If you think about it you will recognize that a person can have multiple email address further it can happen that a whole household shares an email address so after some discussion you might come up with an n-to-m relationship

Data types

There are technical data types for attributes e.g. string, blob, integer, float, or double and there are business data types like string, person, currency, or time. Some data types exists in both worlds. Nevertheless the technical type is most of the time a lot better defined than the business one.

Here is a small table about some data types and one definition for them. I would recommend to always use an international standard:

Name Standard
Datetime ISO-8601-1
Float IEEE-754
String UTF-8
Currency ISO 4271
Country ISO-3166
Unit UN Rec. No 20

These datatypes should be explained to the domain experts. Further you should elaborate what the standards actually mean. Often it is the case that technical persons are doing business settings and they do it wrong e.g. setting up VAT rules. Engineers and business persons have to work together. Best would be both in front of the same computer.

Business rules

If you have a good domain model it is easy to define business rules. Actually there is even a whole programing paradigm based on knowledge definition also known as fact and rules. The most basic language is prolog.

A lot of people are currently inventing domain specific languages for certain business domains but these DSLs make only sense if a good domain model is available. So in our domain online marketing we often are asked to make special promotions for special cases. If you have a good domain model these promotions are readable by business people e.g.:

if(month(now) == december
&& basket.products.length > 5) {

basket.createDiscount(percent(10));
}

Another example would be something like:

if(basket.contains(alcohol)
&& basket.buyer.age <18) {

basket.showError(“You are too young to buy alcohol”);
}

You can make both code work in JavaScript or Java. Further this is understable by the domain expert and with a lot of examples the domain expert might even be able to write their own rules.

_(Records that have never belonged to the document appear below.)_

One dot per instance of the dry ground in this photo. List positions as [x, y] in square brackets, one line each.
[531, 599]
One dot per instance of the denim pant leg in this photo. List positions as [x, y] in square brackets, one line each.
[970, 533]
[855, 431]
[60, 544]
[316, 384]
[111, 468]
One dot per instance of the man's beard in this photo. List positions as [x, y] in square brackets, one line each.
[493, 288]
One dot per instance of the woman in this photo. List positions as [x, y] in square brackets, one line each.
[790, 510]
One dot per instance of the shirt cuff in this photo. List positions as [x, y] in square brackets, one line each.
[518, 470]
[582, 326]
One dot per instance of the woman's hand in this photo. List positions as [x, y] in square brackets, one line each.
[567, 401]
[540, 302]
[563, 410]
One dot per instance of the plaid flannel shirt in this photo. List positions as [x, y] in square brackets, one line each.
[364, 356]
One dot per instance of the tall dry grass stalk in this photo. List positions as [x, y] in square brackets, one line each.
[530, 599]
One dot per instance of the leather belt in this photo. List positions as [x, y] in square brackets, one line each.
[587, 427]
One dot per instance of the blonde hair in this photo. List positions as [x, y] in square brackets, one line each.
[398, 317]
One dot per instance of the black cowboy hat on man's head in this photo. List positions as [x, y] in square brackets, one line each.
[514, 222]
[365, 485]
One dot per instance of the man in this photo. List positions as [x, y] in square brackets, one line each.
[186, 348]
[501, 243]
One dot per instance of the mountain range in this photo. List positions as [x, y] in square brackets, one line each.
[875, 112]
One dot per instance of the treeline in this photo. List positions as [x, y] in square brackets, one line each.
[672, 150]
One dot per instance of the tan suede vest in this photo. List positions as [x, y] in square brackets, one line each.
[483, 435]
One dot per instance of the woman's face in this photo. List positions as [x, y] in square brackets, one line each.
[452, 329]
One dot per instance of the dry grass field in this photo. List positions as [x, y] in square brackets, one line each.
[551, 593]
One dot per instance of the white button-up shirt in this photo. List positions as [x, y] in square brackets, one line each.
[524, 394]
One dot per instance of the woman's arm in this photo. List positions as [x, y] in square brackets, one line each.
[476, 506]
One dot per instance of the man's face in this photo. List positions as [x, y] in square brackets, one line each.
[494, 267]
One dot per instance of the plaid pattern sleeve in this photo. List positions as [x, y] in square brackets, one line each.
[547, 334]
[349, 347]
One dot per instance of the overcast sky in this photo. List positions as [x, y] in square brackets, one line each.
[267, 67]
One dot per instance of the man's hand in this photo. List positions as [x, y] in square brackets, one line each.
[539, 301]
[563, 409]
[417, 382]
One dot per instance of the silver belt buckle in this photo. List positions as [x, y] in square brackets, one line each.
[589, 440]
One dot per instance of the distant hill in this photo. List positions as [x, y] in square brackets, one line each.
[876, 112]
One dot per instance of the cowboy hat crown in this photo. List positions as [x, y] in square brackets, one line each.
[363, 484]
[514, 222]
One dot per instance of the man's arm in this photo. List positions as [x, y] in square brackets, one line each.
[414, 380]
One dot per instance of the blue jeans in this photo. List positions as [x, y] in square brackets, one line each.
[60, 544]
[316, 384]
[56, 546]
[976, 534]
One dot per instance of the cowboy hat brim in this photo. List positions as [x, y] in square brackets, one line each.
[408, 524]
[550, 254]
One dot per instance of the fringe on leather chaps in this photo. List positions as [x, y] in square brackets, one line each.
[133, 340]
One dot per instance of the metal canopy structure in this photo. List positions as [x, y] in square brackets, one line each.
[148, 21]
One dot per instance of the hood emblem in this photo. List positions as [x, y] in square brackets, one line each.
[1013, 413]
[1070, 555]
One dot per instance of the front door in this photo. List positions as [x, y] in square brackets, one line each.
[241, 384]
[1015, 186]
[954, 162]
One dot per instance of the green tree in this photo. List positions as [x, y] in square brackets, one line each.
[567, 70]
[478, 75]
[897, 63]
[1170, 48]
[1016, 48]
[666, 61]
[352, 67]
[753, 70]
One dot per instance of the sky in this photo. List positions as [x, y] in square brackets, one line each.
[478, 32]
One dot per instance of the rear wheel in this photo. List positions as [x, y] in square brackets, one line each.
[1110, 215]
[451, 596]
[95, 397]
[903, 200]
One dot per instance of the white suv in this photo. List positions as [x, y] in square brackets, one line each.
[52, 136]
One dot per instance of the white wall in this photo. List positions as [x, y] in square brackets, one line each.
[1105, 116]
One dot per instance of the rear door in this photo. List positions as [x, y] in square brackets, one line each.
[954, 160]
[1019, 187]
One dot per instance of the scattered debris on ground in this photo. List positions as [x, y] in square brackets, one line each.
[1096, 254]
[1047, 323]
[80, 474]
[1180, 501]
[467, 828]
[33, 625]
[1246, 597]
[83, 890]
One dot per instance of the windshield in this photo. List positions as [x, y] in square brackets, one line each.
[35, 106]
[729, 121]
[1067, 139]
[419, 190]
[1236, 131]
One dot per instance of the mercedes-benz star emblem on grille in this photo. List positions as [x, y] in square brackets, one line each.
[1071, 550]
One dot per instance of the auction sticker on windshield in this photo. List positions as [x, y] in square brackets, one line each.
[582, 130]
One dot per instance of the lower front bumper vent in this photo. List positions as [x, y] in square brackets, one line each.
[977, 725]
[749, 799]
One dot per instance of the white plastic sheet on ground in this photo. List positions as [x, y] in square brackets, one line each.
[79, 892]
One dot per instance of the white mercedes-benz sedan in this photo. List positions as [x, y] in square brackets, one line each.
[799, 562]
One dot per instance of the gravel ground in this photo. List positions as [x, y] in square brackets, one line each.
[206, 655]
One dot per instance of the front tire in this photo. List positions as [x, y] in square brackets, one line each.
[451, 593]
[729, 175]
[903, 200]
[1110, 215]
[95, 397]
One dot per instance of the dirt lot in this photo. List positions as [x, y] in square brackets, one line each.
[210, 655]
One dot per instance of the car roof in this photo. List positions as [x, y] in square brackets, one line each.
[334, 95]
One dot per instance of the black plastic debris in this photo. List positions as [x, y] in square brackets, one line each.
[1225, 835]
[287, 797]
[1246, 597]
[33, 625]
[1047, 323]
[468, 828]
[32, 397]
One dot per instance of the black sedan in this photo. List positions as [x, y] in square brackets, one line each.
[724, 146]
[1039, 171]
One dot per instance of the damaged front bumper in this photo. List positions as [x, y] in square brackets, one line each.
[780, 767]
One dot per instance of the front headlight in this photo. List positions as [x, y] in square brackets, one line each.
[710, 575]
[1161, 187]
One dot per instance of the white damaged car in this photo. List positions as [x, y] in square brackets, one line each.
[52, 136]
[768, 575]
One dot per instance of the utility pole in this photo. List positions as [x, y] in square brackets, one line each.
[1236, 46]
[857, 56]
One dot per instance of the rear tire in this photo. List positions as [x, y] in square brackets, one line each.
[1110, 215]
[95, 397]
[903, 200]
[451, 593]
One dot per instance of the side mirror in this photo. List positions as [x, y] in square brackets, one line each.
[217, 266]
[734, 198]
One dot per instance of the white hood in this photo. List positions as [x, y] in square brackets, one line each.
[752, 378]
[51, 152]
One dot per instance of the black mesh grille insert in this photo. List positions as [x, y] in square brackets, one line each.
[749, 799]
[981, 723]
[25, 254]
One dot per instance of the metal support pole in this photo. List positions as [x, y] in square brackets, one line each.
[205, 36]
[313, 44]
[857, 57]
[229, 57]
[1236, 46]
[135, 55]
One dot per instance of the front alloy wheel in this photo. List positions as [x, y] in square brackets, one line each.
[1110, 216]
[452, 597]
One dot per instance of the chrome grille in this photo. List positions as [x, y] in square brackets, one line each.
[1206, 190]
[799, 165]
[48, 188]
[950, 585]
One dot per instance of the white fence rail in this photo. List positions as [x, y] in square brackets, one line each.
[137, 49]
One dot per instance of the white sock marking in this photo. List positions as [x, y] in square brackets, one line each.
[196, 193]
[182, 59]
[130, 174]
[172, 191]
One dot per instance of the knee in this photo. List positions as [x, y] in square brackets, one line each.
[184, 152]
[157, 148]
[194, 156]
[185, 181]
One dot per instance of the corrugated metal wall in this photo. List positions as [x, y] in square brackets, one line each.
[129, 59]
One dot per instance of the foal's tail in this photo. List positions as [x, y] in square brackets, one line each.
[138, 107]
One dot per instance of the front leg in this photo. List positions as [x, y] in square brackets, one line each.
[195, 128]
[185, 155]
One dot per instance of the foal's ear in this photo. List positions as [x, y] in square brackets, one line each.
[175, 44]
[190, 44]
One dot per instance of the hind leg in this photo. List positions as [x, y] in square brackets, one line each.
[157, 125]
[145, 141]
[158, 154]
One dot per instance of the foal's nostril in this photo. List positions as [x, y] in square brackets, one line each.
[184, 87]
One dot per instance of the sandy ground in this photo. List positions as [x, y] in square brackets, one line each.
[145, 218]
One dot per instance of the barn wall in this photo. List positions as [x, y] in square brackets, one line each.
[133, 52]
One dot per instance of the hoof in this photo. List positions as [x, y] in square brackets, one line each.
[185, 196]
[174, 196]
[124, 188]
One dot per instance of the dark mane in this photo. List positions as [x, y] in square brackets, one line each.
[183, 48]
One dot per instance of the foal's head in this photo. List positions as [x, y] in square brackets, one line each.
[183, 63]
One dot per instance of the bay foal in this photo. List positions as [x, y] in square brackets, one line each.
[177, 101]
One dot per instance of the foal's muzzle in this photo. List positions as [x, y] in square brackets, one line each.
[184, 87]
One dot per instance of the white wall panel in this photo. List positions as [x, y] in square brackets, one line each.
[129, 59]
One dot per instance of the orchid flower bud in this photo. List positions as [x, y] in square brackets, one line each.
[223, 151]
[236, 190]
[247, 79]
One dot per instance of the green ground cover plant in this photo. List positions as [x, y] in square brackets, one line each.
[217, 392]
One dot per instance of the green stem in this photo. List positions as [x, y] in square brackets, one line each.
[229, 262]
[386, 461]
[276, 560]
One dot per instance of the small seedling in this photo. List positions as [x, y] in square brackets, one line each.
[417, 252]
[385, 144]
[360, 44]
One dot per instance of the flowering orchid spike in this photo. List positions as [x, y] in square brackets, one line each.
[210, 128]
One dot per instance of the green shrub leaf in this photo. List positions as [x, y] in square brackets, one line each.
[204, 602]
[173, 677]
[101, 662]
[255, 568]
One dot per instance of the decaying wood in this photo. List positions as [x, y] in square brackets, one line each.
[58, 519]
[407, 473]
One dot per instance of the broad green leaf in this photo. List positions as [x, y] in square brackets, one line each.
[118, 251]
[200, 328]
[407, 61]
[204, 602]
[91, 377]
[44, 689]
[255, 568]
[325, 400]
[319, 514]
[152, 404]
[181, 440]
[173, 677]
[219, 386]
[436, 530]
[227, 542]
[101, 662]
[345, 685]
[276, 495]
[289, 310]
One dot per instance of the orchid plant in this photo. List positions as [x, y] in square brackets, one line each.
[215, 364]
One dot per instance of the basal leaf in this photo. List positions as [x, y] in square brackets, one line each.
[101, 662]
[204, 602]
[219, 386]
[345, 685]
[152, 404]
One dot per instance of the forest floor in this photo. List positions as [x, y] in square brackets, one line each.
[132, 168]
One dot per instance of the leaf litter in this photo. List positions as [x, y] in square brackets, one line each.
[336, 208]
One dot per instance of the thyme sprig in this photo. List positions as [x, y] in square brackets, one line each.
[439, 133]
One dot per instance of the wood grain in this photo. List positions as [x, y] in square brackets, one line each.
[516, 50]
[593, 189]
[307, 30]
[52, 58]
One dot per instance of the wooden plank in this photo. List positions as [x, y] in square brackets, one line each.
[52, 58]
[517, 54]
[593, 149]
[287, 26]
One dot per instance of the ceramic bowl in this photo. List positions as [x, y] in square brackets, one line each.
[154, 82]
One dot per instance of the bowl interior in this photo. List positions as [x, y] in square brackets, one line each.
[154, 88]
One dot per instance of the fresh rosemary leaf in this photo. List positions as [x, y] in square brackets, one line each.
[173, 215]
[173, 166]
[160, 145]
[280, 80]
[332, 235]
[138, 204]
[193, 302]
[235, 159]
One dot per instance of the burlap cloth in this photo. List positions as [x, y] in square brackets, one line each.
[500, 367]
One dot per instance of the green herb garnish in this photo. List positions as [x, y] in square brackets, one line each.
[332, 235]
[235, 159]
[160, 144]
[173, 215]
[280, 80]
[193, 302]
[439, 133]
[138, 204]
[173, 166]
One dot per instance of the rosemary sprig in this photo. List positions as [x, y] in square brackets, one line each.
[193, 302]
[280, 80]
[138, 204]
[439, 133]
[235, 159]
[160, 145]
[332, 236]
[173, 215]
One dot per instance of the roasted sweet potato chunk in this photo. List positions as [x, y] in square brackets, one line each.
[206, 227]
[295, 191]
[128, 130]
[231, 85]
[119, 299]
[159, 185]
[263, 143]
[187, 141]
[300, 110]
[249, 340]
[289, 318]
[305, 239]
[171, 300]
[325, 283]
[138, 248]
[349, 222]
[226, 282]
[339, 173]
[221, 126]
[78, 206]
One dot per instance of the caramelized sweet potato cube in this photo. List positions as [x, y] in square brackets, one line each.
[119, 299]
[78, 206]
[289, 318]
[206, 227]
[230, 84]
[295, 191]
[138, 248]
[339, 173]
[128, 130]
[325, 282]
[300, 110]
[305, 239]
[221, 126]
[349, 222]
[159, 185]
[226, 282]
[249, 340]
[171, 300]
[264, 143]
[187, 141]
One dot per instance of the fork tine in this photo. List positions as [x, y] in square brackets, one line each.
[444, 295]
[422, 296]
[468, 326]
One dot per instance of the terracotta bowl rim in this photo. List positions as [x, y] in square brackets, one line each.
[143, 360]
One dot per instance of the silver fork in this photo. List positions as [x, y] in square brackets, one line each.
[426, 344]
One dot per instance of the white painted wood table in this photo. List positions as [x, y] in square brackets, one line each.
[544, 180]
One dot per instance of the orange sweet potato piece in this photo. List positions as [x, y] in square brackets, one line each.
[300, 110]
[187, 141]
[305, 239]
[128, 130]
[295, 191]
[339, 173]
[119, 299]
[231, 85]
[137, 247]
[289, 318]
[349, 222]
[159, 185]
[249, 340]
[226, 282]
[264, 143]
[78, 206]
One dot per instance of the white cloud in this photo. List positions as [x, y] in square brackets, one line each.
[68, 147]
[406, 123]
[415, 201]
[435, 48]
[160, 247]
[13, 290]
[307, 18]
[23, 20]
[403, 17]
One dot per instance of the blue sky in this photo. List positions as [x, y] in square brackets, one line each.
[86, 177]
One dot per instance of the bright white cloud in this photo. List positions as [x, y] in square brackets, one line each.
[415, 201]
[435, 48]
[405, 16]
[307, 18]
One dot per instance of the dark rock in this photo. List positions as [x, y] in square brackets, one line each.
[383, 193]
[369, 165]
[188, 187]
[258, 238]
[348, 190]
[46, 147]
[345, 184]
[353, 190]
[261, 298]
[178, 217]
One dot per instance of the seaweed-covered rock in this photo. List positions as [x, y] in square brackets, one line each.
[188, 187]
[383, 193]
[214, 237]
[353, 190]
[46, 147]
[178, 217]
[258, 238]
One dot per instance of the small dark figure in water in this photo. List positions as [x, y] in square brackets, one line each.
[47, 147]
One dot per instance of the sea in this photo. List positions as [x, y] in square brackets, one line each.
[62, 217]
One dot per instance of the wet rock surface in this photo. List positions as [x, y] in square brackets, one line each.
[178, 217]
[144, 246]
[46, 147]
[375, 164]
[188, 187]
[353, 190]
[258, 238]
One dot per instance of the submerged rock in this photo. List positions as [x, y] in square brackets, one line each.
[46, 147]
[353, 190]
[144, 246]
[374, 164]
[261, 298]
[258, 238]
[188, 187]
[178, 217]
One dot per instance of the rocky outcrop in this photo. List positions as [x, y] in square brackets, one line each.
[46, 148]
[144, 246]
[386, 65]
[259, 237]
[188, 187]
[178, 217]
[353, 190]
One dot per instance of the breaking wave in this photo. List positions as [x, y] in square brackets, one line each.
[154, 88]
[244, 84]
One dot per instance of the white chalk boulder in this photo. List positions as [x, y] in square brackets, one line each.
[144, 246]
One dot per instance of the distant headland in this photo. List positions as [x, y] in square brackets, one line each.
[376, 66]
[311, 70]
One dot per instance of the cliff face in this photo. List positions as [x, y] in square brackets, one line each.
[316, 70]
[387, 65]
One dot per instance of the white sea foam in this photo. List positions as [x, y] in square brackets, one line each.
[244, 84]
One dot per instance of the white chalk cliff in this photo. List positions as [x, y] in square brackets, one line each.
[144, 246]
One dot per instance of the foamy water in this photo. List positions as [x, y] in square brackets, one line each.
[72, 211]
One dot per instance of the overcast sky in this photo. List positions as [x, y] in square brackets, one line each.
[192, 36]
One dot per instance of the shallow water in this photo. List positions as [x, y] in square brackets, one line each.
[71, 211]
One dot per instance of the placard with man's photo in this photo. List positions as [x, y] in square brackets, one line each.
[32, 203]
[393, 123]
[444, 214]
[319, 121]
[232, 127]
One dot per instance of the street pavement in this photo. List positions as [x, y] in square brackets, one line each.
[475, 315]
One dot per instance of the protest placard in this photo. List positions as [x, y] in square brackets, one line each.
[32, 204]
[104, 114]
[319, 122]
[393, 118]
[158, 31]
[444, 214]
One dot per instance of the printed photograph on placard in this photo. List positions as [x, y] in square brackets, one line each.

Martin Fowler writes multiple articles about DSL and business involvement.

Communication

In a project communication is key. A project manager should use everything that support him with communication. For project management controlled and formal communication is a key to success.

A shared space for documents and a project handbook for keeping meeting minutes and write down taken decisions helps a lot to run the project smoothly.

Changeability

Everything should be always changeable without creating inconsistency. Normal operations are introducing new entities, renaming old once etc.

It happens quite often that in the code a certain entity has another name then on the UI. When changing something then all components and documents should be refactored to have a consistent naming afterwards.